The innovative muscle loosening antagonist omexone sodium successfully declared an NDA
On Friday August 30, Hangzhou Omer announced that it has successfully submitted an NDA to the NMPA for Omexone Sodium, a class of innovative drugs developed in collaboration with Xianju Pharmaceutical. As a class of innovative muscle relaxation antagonists, omexone sodium is expected to quickly penetrate and replace sodium dextroxide with its excellent safety data. We expect peak sales of omexone sodium to exceed 2 billion yuan. Considering that the collection risk has been cleared and the specialty formulation has entered an intensive approval cycle, the accelerated release of the class +1 the new drug omexone sodium has already declared an NDA. We expect the company's net profit to be 0.683/0.838/1.068 billion yuan for 24-26, and a target price of 16.03 yuan under the segmented valuation method. “Purchase” is recommended.
Combats the target muscle relaxant against major sulfuric glucosamine
Omexone sodium is used to reverse neuromuscular blockade (muscle relaxation antagonism) induced by rocuronium bromide or vecuronium bromide as the benchmark for MSD (US$1.8 billion worldwide). 4M22 has now been approved by more than 10 companies since its first domestic prototype was launched, and it is expected that it will soon face pressure to collect. Omexone sodium is a direct benchmark for sugengucose sodium, and as Me Better, it is expected that it will quickly replace it after completing initial market education. According to the cooperation agreement with Omer, 1) Xianju Pharmaceutical holds the Omexone sodium API approval and is exclusively responsible for the production of raw pharmaceutical formulations; 2) Omexone sodium preparations are exclusively sold by Xianju Pharmaceutical in China (with the exception of 5 provinces).

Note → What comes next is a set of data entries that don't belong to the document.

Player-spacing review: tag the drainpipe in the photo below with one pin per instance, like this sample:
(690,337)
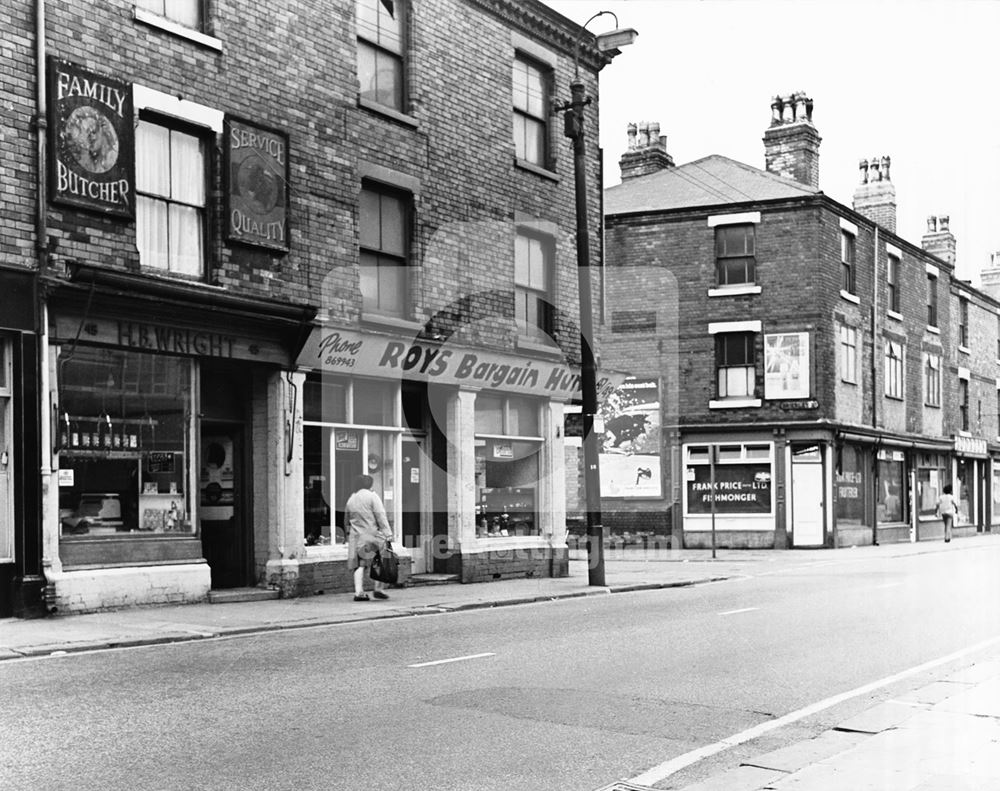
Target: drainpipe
(42,252)
(875,359)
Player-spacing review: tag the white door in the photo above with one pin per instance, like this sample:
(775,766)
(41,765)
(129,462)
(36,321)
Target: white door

Omexone sodium is expected to make up for the shortcomings in the safety of sulgenglucose sodium
Glucosamine is a specific muscle relaxation antagonist, but clinically, it has side effects such as allergic reactions, abnormal cardiac function, and bleeding, and was rejected by the FDA 3 times as a result. In addition, there is also 0.2% re-arrow poisoning, which has a safety risk of causing muscle relaxation again. The effective rate of administration of Japanese sulfuric glucosamine was 90.6%, and 9.4% was not effective. Chiral acetylamino groups are added to the a-carbon of omexone sodium carboxylate, so that 20% or more chiral carbon atoms are added?? -In the cell nucleus of cyclodextrins, spatial resistance around carboxyl groups is enhanced, and some of their effects are effectively blocked or limited, which is expected to improve safety issues.
Excellent clinical data for omexone sodium phase III
Omexone head-to-head sulgenglucose sodium was used to reverse rocuronium-induced neuromuscular blockade in phase III clinical trials: a. In terms of efficacy, omexone sodium group vs. sulgenglucose sodium group: 1) the ratio of TOF recovery to 0.9 within 5 minutes was 98.7% vs 100%, respectively; 2) The time from the start of medication until TOF recovered to 0.9 was 2.4 minutes vs 1.9 minutes, respectively. Pharmacodynamically, omexone sodium is comparable to sugenglucose sodium. b. In terms of safety, the omexone sodium group and sugenglucose sodium group 1) showed 2 cases (1.3%) vs 4 cases (2.6%) of grade 3 SAE or drug-related SAE, with no 4/5 SAE; 2) allergic reaction 0% vs 1.1%, then toxic arrow 0% vs 1.1%, heart rate drop 1.9% vs 3.2%, and laryngospasm 0% vs. 0.6%, respectively. Comprehensive efficacy and safety results. From a benefit-risk perspective, omexone sodium is superior to sugenglucose sodium.
Risk warning: R&D progress falls short of expectations, product release falls short of expectations, policy risks.